The Royal Pharmaceutical Society (RPS) and the Association of Pharmacy Technicians, UK (APTUK) have announced that they will jointly develop a ‘road map’ for collaborative working over the next five years.
In a statement Ash Soni, RPS president, and Tess Fenn, president of APTUK, said closer collaboration would enable the two professions to evolve together in order to provide the best care for patients.
It follows recommendations in the RPS Pharmacy Workforce Summit Report, Right place, right time, right number, published in March 2017, which highlighted that “only through integration, collaboration and emerging from traditional siloes, can effective delivery of person-centred pharmacy services be achieved.”
A key focus will be mutual consensus on the roles and responsibilities of pharmacists and pharmacist technicians to enable both professions to work to “the top of their licence”.
“This is not about fighting for turf,” Soni said. “This is about fighting for the needs of patients.

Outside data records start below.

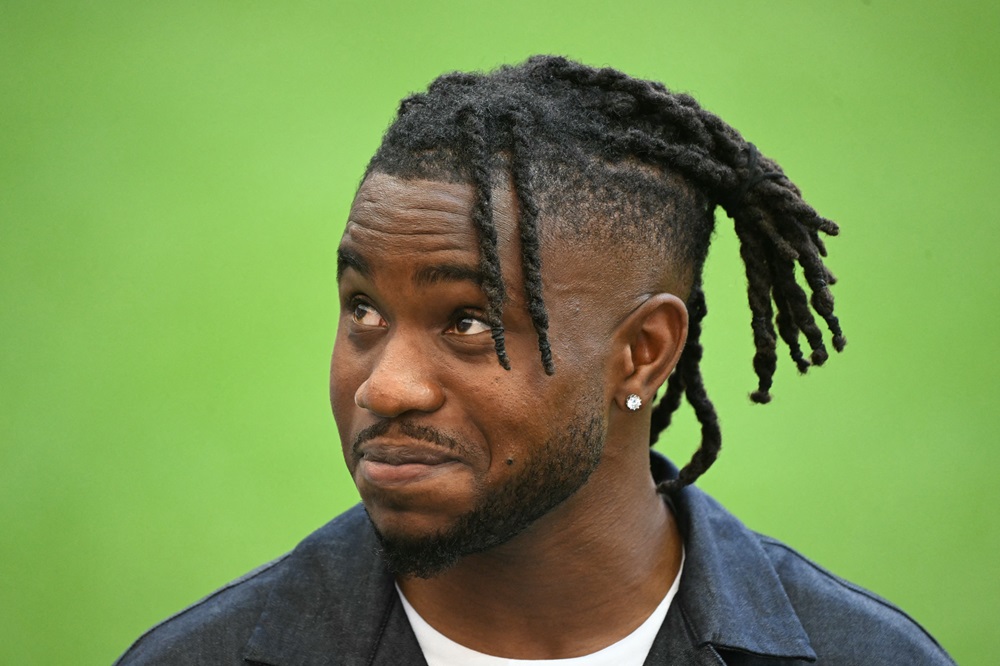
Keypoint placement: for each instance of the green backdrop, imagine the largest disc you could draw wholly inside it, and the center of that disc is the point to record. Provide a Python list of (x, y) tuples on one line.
[(174, 178)]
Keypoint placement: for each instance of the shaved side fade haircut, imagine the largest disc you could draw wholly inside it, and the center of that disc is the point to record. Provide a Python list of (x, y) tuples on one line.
[(626, 163)]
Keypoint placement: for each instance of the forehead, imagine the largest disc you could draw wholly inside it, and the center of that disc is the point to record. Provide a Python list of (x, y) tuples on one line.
[(393, 211)]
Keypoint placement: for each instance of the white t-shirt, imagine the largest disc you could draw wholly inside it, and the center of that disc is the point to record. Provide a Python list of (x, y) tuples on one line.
[(439, 650)]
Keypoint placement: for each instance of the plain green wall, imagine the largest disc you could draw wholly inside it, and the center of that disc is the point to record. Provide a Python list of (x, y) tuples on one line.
[(173, 181)]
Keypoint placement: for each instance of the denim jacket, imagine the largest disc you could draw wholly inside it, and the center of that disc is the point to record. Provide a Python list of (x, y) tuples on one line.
[(744, 599)]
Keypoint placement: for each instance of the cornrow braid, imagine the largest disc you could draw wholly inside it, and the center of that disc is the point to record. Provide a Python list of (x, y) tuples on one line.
[(586, 147), (482, 219)]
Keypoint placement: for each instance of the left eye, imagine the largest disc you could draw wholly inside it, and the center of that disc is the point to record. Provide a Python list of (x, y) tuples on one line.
[(468, 326)]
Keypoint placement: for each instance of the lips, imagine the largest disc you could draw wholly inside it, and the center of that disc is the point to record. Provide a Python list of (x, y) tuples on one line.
[(384, 464)]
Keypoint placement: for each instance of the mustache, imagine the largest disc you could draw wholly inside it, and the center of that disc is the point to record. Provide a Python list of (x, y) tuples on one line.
[(410, 430)]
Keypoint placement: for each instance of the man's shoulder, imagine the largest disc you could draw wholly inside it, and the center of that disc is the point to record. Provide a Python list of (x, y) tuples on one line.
[(847, 620), (217, 628)]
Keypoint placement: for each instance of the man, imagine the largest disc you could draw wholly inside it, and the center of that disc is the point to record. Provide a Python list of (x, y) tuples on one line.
[(519, 275)]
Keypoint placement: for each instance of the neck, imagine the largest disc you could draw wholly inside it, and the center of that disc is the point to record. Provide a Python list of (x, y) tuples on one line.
[(579, 579)]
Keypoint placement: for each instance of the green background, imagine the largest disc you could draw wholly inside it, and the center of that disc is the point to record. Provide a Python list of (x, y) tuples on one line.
[(173, 181)]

We are both trying to do that in a collaborative way.”
He said that pharmacy had a key role to play in the delivery of care, but for a pharmacist to spend greater time in consultation, he or she needed to be able to have confidence in the wider pharmacy team.
“This is about looking at how we utilise the clinical expertise that is within the pharmacist’s training development alongside the skills and capabilities that a pharmacy technician has,” he explained.
“By showing how we work, as professionals, in a more effective team environment that creates enhanced patient care is what we are trying to achieve.
“I can’t have a pharmacist who is not able to practise to the top of their licence if they haven’t been given the release to do that by a suitably qualified pharmacy technician.”
He stressed the importance of recognising that pharmacy technicians are also regulated professionals and therefore have some autonomy, adding that differentiating them from dispensing assistants was key.
The two organisations will also be developing support for revalidation, due to come into force in 2018.
Fenn said: “It’s about standardising things. There are lots of aspects of professionalism and professional behaviour as well as the skills and knowledge that need to have the same principles and guidance behind them.”